Note: As part of a College Teaching and Learning class in which I am enrolled, I will be reflecting weekly on the course I am teaching. I will likely withhold some details and information from these public blog posts to respect the confidentiality and sanctity of my classroom but I hope to be frank about my own actions and emotions as I teach this course for the second time.
The primary topic of discussion and examination during the second week of class was Erving Goffman and his ideas related to identity, particularly his idea of dramaturgy as expressed in The Presentation of Self in Everyday Life. As much as I would like to be able to read the entire book, we were only able to read the introduction and part of the conclusion of The Presentation of Self in Everyday Life. To supplement that material, we also read the Goffman chapter from Allan’s sociology text Contemporary social and sociological theory: Visualizing social worlds.

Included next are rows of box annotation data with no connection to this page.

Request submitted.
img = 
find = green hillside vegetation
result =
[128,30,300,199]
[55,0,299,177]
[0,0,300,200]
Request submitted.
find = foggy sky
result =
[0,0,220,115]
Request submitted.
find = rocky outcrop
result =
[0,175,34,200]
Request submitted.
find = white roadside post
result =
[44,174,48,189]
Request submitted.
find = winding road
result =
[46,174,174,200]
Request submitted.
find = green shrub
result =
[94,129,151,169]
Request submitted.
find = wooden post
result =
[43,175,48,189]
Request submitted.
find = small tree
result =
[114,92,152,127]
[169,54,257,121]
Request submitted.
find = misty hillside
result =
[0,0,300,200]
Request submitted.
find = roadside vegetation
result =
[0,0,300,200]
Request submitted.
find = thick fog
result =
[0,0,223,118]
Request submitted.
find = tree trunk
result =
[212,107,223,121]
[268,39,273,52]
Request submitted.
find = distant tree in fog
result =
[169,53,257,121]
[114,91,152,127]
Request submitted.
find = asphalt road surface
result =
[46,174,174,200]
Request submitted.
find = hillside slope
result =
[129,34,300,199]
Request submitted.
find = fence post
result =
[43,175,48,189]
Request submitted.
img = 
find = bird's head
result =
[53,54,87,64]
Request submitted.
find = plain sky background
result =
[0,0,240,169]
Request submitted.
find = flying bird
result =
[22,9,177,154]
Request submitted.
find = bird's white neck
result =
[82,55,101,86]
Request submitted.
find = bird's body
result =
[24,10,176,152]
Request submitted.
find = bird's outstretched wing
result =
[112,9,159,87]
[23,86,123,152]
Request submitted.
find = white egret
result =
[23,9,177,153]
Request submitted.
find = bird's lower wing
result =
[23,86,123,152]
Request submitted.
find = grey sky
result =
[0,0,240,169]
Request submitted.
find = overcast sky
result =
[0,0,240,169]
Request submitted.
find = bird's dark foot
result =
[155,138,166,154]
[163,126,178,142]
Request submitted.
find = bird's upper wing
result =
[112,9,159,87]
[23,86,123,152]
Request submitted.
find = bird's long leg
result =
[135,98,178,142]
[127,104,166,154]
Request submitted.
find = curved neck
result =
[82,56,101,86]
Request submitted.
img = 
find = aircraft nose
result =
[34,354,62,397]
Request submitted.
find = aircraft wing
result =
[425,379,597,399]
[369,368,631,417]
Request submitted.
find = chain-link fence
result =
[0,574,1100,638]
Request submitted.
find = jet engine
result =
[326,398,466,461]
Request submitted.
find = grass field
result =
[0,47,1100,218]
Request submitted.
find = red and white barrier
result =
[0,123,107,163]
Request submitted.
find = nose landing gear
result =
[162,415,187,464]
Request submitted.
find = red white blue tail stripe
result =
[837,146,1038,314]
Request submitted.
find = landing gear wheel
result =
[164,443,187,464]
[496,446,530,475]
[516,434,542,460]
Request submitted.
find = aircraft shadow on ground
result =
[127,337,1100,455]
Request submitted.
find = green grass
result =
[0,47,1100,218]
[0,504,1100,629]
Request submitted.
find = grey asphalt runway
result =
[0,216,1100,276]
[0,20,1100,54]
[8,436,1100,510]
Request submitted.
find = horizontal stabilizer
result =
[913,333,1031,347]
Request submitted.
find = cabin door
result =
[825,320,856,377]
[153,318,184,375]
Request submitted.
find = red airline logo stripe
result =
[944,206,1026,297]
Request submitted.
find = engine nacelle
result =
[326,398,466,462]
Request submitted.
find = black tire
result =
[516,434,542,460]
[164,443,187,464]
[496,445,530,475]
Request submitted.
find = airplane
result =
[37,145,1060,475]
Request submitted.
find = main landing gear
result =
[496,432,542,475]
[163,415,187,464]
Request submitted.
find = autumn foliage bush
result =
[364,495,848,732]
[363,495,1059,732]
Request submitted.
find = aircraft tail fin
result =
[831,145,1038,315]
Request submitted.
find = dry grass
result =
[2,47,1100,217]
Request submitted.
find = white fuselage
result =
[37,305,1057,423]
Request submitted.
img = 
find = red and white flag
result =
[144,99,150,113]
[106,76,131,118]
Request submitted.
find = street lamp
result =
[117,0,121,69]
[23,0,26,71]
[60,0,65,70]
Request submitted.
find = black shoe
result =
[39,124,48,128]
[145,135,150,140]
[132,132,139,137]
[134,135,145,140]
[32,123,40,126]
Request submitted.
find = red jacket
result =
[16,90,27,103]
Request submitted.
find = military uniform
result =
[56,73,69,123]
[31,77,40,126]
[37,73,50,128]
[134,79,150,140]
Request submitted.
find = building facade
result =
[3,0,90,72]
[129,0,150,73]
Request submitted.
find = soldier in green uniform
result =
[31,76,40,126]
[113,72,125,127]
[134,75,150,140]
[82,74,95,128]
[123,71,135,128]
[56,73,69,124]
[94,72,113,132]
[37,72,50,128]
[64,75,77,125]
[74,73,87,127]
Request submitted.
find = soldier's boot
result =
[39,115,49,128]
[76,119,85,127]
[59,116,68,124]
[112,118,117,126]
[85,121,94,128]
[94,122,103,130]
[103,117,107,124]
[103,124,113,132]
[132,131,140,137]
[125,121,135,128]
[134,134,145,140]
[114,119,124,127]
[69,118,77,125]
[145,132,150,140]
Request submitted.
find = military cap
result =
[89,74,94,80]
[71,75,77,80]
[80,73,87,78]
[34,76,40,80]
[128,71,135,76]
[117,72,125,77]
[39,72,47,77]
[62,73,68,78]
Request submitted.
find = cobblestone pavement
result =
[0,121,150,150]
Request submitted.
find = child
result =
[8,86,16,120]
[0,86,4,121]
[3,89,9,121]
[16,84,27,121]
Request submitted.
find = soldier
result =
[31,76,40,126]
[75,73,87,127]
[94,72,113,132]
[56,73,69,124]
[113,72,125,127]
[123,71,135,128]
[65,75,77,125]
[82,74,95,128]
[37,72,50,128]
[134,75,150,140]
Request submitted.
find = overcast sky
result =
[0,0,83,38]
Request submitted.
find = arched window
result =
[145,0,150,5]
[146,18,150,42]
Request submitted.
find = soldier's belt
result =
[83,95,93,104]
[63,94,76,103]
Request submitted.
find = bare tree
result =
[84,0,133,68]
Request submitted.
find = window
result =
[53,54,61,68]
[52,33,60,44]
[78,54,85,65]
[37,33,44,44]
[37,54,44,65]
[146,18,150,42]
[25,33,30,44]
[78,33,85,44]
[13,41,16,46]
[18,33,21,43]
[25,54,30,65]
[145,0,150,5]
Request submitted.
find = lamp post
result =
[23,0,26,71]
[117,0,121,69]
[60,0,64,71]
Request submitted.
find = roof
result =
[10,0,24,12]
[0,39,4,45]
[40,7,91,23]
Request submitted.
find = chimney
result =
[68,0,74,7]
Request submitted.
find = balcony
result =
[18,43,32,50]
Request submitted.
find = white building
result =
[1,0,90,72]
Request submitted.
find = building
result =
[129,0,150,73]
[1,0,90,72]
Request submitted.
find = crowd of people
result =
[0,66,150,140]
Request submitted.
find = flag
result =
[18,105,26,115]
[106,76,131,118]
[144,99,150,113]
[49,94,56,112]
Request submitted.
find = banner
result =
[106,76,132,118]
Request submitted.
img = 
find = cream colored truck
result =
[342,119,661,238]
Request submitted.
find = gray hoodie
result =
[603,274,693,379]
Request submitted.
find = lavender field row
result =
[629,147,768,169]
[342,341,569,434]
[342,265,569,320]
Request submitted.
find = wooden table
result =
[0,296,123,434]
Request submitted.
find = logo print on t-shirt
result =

Since these are sociological ideas, we should see them play out in our observable lives. So instead of just reading about these ideas and discussing them (although we definitely did that, too), we watched some videos to see what ideas related to dramaturgy we could spot in the videos. On Monday we watched the first 15 minutes of the pilot episode of Scrubs. As this is the episode in which all of the characters are initially introduced to the audience, it’s rich in obvious interactions and symbols and easy to analyze. On Tuesday, we first watched a video related to Megan Meier. In addition to the obvious questions raised by the incident itself (hint: How was Megan able to be fooled into believing that a fictional person existed? How was the reality of that character established and how does that differ from how we establish our own realities in mediated environments?), the video itself is rich in symbolism. Moreover, it was a deliberate movement towards the online space, a movement we will be making in earnest during the third week. We also watched two brief Monty Python skits – Army Protection Racket and Hell’s Grannies, both to continue our discussion of identity and to end the class on an up beat after watching and discussing the Meier video. In particular, I expressed my opinion that the reason why the skits worked as comedy pieces because they presented contradictory social and personal identities of the main characters, contradictions that are unexpected and so extreme as to be absurd.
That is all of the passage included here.